Voici ce qu’ils virent tous deux :

Une vingtaine d’hommes, soldats du corps de Morgan, se tenaient en groupes sur la limite extrême de la plaine. À un signal donné, un cavalier sortit du milieu d’eux, au trot de son cheval. L’animal était presque entièrement blanc, avec une tête petite et bien proportionnée, de petits sabots bien nets, de longues hanches, une abondante crinière et une queue balayant le sol.

Tous ses membres étaient un indice de la rapidité de sa course, tandis que ses oreilles droites, son œil brillant et mobile et ses narines roses dénotaient l’intelligence et l’ardeur. Le cavalier était vêtu de l’uniforme complet du carabinier — habit et culotte vert-gazon, garnis de fourrure noire à travers laquelle courait un liseré d’or ; ceinture rouge à laquelle était attachée une corne blanche, à poudre ; chapeau noir, de hauteur moyenne, à forme de turban et surmonté d’une touffe de plumes de couleur sombre et courtes, retombant sur la tempe gauche et retenue par une agrafe de forme circulaire, d’un métal jaune brillant.

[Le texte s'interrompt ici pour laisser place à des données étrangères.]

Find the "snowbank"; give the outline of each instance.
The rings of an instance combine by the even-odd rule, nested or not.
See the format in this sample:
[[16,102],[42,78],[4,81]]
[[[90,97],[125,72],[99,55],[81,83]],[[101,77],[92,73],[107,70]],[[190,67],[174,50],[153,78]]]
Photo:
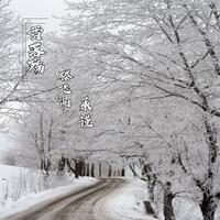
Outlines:
[[56,175],[45,179],[38,170],[0,165],[0,218],[25,211],[43,201],[96,184],[91,177]]
[[140,179],[127,179],[123,188],[117,189],[106,199],[106,211],[112,219],[155,220],[144,212],[143,200],[147,199],[146,183]]

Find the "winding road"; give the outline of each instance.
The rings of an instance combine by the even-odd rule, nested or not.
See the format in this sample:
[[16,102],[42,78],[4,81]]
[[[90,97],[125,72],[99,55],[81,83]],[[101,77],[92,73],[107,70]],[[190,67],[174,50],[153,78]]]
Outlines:
[[102,178],[96,185],[6,220],[116,220],[105,211],[105,197],[124,184],[122,178]]

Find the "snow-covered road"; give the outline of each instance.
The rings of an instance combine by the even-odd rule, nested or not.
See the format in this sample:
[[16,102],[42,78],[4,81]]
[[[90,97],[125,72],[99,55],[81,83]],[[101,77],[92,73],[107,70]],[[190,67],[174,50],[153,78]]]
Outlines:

Le cavalier fit trotter tranquillement son cheval autour des spectateurs, en décrivant une ellipse allongée, jusqu’à ce que la neige fût suffisamment battue pour l’accomplissement de son dessein. Il se mit alors à exécuter une variété d’exercices extraordinaires que ses compagnons paraissaient lui demander l’un après l’autre.

Parmi ces exercices, les suivants sont dignes d’être mentionnés : il lança son cheval au grand galop, puis, tout à coup, vidant les étriers et lâchant la bride, il bondit en l’air et se jeta à pieds joints tantôt à droite, tantôt à gauche de la selle, faisant face à la croupe, sans se retenir à rien. Il arrêta son cheval soudainement et lui fit prendre, sur ses pattes de derrière, une position presque perpendiculaire ; puis, sans l’aide de la bride, des étriers ou du pommeau, il prit sa position et fit exécuter au cheval un saut énorme en avant comme s’il devait franchir une haute claie, tandis qu’il ne bougeait pas plus de son siège que s’il y avait été cloué. Lançant de nouveau l’animal à son plus rapide galop, il prit son pistolet, le lança en l’air, le rattrapa au vol et finalement le jeta de toutes ses forces devant lui. Alors, glissant un pied hors de l’étrier, il se baissa vers le sol, saisit son arme au passage, reprit sa position et remit le pistolet en place, avant d’avoir fini le tour de la piste.

Les amis de l’écuyer n’étaient pas plus attentifs à ces étonnants exercices que ne l’étaient les deux spectateurs, du penchant de la citadelle.

— Merveilleuse équitation ! s’écria Hardinge avec enthousiasme. Ce doit être un cheval arabe ou quelque autre pur-sang. À qui peut-il bien appartenir ? Il n’y a pas un tel cheval dans ces environs, car je l’aurais su ; et pourtant, il n’est guère possible qu’il soit venu avec l’expédition d’Arnold.

— Et l’écuyer ? murmura Pauline en s’avançant de plusieurs pas, tant son attention était vivement excitée.

— Oui, l’écuyer ! continua Roderick. Voyez ! il vit dans le cheval et le cheval vit en lui. Leur existence paraît se confondre.

C’est un homme superbe !

— Impossible !… dit Pauline, abritant ses yeux de la main pour rendre sa vue plus intense. Ce ne peut être.

— Quoi ? demanda Roderick.

— J’ai cru, peut-être…

— Mais, c’est lui, Pauline.

— Vous plaisantez !

— C’est lui-même.

— Cary Singleton !

Oubliant tout le reste, dans son transport, elle applaudit de ses mains gantées. Roderick ôta son chapeau et salua.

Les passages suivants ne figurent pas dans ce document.